The bill addresses long-held frustrations in the use of complex financial structures or subsidiaries in low-tax areas that allow companies to avoid paying taxes in France and other European countries
The French senate approved the new digital services tax on Thursday, a day after US President Trump ordered an investigation into France’s planned digital tax.
The new tax affects digital companies with revenue of over €750m ($850 million), of which at least €25m is generated in France. About 30 companies will be affected by the new tax – most of which are US firms.
The tax amounts to a 3% annual levy on French revenues of digital companies with yearly global sales worth more than 750 million euros and French revenue exceeding 25 million euros. The tax primarily targets those that use consumer data to sell online advertising.
France’s Finance Minister Bruno Le Maire said,
“Each of us is seeing the emergence of economic giants with monopolistic attributes and who not only want to control a maximum amount of data and make money with this data but also go further than that by, in the absence of rules, escaping taxes and putting into place instruments that could, tomorrow, become a sovereign currency,”
According to France’s Finance Minister Bruno Le Maire, the tax would raise up to €500 million ($565 million) per year.
The Trump administration had warned that France’s digital tax plan “unfairly targets American companies.”
U.S. Trade Representative Robert Lighthizer said on Wednesday that the US will investigate whether France’s digital tax “is discriminatory or unreasonable and burdens or restricts United States commerce.”
Amazon applauded the Trump administration’s decision. The tech giant said in a statement:
“We applaud the Trump Administration for taking decisive action against France and for signaling to all of America’s trading partners that the U.S. government will not acquiesce to tax and trade policies that discriminate against American businesses.”
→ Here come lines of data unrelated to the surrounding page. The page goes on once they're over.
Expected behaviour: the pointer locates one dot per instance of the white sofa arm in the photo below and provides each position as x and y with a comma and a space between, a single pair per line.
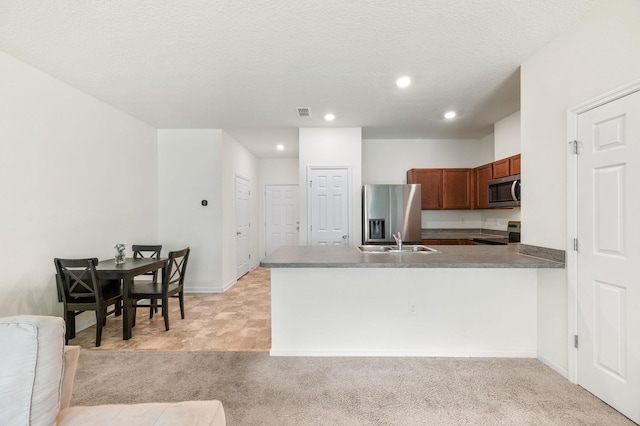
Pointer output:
194, 413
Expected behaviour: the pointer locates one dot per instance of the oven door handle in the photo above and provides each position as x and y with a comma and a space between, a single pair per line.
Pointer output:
513, 190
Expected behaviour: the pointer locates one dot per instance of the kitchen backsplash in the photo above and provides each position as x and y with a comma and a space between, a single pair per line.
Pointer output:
496, 219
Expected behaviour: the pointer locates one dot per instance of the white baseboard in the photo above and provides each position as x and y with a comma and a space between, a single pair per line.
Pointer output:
552, 365
431, 353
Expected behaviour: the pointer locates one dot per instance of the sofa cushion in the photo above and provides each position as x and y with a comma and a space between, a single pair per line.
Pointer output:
31, 369
194, 413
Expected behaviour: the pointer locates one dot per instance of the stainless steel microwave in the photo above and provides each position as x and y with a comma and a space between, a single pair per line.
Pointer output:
505, 192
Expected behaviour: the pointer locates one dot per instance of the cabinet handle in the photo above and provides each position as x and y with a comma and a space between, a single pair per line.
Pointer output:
513, 190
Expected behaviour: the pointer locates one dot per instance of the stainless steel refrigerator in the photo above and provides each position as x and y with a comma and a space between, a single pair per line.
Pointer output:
389, 209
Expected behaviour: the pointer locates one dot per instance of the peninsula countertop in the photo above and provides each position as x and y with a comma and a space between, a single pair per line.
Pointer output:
488, 256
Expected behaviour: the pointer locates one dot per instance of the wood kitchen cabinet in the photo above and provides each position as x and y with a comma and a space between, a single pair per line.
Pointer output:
443, 189
483, 175
457, 193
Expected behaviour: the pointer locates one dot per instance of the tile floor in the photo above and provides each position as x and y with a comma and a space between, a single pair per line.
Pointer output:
237, 320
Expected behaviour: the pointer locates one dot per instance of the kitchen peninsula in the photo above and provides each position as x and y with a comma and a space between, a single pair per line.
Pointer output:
460, 301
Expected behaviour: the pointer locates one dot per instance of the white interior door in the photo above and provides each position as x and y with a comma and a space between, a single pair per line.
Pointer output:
329, 205
282, 221
242, 226
608, 257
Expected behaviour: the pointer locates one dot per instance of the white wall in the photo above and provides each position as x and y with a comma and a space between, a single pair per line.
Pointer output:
237, 161
76, 177
507, 139
388, 160
190, 171
507, 142
273, 171
598, 54
332, 147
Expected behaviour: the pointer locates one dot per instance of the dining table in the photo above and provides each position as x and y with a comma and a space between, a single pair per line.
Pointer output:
126, 272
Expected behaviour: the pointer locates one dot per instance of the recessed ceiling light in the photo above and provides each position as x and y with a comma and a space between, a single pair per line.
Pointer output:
403, 82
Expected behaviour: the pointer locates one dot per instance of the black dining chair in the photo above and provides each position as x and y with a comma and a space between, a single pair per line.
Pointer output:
148, 251
82, 291
171, 286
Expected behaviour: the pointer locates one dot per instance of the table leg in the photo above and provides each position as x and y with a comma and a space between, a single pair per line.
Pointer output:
127, 314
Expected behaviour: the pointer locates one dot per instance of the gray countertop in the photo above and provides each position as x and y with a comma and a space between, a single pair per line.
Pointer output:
480, 256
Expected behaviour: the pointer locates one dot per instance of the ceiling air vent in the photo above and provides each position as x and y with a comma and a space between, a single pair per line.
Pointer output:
304, 111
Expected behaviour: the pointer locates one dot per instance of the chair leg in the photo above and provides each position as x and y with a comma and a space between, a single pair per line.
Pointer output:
165, 312
70, 319
100, 318
181, 298
153, 308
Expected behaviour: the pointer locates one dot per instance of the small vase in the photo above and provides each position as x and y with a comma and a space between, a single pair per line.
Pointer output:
120, 257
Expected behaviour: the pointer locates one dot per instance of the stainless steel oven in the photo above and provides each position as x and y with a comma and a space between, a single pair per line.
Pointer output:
505, 192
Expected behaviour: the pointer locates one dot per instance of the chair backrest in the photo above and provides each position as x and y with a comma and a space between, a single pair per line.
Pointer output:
150, 251
176, 268
77, 278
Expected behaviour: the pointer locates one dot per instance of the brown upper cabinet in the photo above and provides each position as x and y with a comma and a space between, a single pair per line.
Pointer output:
457, 190
461, 189
444, 189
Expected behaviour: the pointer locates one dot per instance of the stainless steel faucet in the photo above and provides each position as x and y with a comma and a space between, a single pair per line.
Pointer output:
398, 239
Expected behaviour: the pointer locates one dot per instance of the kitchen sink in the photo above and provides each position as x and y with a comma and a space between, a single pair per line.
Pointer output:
408, 248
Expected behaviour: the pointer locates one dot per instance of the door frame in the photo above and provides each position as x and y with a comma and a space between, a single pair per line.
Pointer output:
349, 200
235, 196
572, 213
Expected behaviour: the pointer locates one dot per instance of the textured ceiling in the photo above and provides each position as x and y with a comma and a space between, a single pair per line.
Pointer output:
244, 66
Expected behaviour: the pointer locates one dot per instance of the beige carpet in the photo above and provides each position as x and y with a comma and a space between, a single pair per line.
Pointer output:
257, 389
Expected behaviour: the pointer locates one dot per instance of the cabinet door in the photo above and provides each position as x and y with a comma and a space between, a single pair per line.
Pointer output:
483, 175
501, 168
514, 165
457, 193
431, 186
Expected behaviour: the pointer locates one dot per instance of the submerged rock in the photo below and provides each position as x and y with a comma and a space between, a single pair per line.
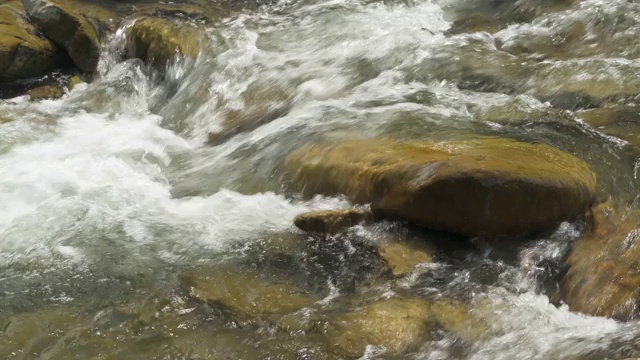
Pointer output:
399, 324
487, 186
246, 293
159, 40
24, 52
331, 221
236, 122
28, 335
67, 23
603, 274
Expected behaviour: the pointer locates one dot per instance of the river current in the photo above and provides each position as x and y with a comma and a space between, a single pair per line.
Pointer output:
107, 194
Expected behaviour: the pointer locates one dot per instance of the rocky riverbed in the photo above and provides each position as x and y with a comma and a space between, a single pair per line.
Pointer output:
317, 179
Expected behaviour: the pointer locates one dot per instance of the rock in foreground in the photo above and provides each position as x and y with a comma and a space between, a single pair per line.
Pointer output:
67, 24
487, 186
23, 52
331, 221
603, 274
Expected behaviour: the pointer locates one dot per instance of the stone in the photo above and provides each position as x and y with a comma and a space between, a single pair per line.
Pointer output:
27, 335
246, 293
484, 186
399, 325
160, 40
24, 53
603, 275
402, 257
46, 92
331, 221
72, 24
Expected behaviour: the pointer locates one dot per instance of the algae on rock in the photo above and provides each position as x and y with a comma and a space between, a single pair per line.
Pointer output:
24, 52
485, 186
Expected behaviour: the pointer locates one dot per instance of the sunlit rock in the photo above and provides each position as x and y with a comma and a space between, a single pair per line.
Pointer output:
603, 274
398, 325
331, 221
487, 186
402, 257
74, 25
23, 51
263, 102
27, 335
246, 293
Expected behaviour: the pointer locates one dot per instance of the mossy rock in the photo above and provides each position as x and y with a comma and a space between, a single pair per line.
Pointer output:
245, 293
24, 52
67, 23
603, 275
399, 325
486, 186
403, 257
159, 40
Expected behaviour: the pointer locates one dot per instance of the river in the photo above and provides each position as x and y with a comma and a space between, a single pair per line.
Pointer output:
109, 194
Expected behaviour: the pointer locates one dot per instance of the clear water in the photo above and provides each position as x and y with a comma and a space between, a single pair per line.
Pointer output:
108, 194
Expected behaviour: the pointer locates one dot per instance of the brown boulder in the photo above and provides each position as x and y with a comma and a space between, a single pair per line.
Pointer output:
24, 52
603, 275
160, 40
487, 186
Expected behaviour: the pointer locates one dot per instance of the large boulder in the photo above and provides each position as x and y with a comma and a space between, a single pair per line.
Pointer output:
160, 40
24, 52
74, 25
399, 325
487, 186
331, 221
603, 275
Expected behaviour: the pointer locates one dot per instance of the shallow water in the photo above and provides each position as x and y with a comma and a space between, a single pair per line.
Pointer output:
108, 195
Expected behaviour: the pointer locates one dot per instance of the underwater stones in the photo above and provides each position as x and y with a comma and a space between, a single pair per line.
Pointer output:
331, 221
603, 275
24, 52
245, 293
27, 335
399, 324
73, 25
403, 256
160, 40
485, 186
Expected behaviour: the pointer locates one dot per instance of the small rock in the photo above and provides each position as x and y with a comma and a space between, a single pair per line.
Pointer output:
23, 52
402, 256
486, 186
331, 221
65, 22
399, 324
159, 40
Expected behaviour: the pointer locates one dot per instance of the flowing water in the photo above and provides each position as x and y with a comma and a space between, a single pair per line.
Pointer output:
108, 195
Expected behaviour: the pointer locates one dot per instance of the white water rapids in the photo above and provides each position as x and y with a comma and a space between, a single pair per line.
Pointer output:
115, 178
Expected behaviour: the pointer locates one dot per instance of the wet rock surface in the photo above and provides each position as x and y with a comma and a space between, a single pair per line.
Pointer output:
332, 221
24, 52
478, 187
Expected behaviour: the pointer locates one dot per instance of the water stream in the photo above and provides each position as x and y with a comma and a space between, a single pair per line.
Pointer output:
109, 194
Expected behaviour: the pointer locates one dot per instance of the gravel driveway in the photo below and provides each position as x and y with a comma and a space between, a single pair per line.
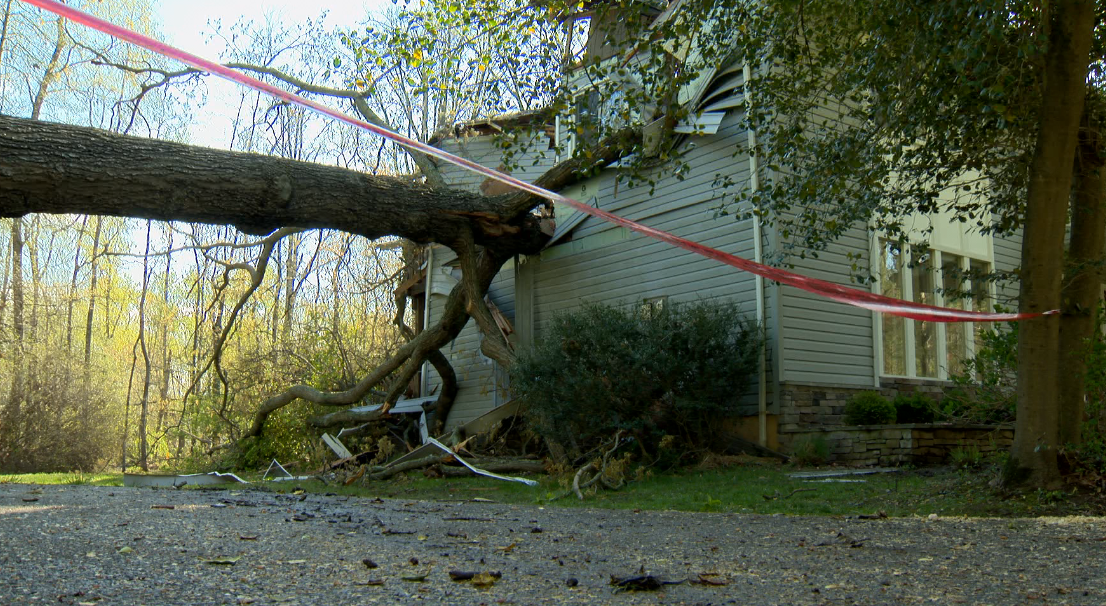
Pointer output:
118, 545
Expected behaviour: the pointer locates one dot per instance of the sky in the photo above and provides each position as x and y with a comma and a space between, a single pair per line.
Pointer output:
184, 23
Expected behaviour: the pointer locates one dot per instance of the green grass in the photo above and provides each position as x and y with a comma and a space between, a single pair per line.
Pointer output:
750, 488
69, 478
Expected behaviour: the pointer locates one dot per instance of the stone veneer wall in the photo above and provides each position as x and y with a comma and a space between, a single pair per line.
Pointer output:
805, 406
893, 445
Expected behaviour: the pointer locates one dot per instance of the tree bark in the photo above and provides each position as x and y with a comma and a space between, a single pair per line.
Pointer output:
1083, 277
94, 267
1033, 460
68, 169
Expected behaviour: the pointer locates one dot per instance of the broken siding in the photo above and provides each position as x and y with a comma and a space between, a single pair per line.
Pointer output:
604, 263
483, 150
711, 157
480, 383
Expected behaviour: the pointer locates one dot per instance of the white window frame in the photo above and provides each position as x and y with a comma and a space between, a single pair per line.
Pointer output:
909, 338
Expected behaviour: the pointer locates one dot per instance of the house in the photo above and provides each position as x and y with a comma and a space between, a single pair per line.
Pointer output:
818, 353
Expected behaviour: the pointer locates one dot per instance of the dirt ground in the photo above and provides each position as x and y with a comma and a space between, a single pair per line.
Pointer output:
120, 545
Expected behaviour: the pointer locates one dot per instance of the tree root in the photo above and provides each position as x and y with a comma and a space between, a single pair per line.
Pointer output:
601, 472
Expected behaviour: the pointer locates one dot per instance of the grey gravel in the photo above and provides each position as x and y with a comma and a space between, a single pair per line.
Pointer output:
66, 545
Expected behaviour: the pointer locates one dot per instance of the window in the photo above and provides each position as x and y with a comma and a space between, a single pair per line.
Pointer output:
654, 305
932, 277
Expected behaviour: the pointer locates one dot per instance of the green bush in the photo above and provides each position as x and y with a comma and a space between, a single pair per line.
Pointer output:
914, 408
675, 371
868, 408
985, 389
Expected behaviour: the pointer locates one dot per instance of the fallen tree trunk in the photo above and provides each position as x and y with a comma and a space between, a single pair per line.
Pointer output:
69, 169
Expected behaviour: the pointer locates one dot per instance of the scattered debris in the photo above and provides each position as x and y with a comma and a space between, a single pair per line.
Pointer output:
147, 480
713, 580
336, 446
789, 495
417, 577
284, 471
473, 576
640, 583
480, 471
486, 580
840, 472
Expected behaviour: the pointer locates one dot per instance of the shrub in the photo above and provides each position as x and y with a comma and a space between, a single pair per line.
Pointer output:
675, 371
915, 408
868, 408
985, 389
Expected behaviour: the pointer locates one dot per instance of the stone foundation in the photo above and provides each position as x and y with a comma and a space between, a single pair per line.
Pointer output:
895, 445
805, 406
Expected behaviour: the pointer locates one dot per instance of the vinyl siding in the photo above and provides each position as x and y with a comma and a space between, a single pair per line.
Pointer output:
481, 384
483, 150
605, 263
824, 342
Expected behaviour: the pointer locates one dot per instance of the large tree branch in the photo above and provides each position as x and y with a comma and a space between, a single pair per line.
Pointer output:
69, 169
611, 149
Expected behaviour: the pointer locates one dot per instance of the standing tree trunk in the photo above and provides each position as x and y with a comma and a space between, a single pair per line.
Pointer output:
90, 315
291, 267
144, 410
1083, 278
13, 413
1033, 460
72, 294
166, 351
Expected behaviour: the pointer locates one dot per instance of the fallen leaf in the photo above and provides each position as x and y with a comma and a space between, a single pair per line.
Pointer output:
416, 577
483, 580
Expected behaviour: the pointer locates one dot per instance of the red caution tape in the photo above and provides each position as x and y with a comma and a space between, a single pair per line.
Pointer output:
828, 290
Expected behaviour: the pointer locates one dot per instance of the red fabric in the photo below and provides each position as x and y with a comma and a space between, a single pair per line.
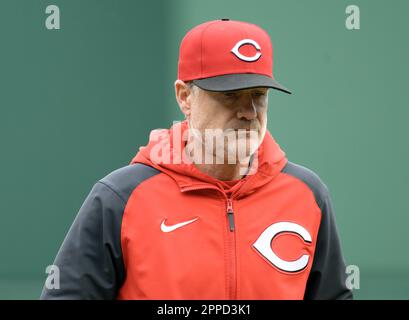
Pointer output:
198, 57
204, 259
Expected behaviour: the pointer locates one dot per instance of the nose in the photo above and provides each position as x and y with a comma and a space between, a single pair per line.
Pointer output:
247, 109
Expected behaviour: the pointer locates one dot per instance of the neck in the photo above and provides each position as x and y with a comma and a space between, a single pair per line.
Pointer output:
220, 171
223, 172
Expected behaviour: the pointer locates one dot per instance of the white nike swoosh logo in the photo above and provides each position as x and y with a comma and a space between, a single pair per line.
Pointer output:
166, 228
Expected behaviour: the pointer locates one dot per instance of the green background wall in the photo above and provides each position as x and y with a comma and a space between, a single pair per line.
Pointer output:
77, 103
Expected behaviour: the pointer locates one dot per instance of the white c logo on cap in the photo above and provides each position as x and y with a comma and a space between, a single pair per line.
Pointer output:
263, 245
236, 52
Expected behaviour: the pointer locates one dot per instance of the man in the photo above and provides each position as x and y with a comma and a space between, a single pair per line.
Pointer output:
211, 208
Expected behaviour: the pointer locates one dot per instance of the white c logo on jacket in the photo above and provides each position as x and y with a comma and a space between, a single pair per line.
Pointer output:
263, 245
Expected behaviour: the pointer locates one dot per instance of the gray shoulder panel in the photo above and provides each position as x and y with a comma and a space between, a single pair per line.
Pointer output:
124, 180
90, 260
327, 278
310, 178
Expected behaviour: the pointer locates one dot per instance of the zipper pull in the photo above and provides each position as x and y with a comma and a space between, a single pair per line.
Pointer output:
230, 214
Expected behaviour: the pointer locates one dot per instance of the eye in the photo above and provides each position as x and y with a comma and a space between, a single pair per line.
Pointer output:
260, 93
229, 94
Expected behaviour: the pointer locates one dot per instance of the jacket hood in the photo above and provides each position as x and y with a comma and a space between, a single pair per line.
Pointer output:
165, 152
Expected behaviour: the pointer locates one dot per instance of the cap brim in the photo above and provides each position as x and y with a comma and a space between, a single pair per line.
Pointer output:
239, 81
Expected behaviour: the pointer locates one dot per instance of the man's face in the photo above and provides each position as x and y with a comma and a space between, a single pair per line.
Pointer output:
240, 117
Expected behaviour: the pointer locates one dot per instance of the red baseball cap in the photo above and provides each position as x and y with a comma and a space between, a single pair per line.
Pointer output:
226, 55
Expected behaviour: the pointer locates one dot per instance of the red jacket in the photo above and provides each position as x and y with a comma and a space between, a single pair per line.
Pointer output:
168, 231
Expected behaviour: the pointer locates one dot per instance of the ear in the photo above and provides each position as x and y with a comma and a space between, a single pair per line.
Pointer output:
184, 97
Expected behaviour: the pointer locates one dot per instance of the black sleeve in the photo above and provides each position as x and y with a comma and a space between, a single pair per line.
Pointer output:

Le Maire said in a statement:
“France is sovereign, and France decides its own tax rules. And this will continue to be the case,”
The DST comes as France is working within multilateral organisations to overhaul the corporate taxation system for the digital age. France was one of the most vocal proponents of closing tax loopholes for multinationals in discussions among G20 finance ministers last month. The ministers are to produce a consensus-based solution with a final report by 2020.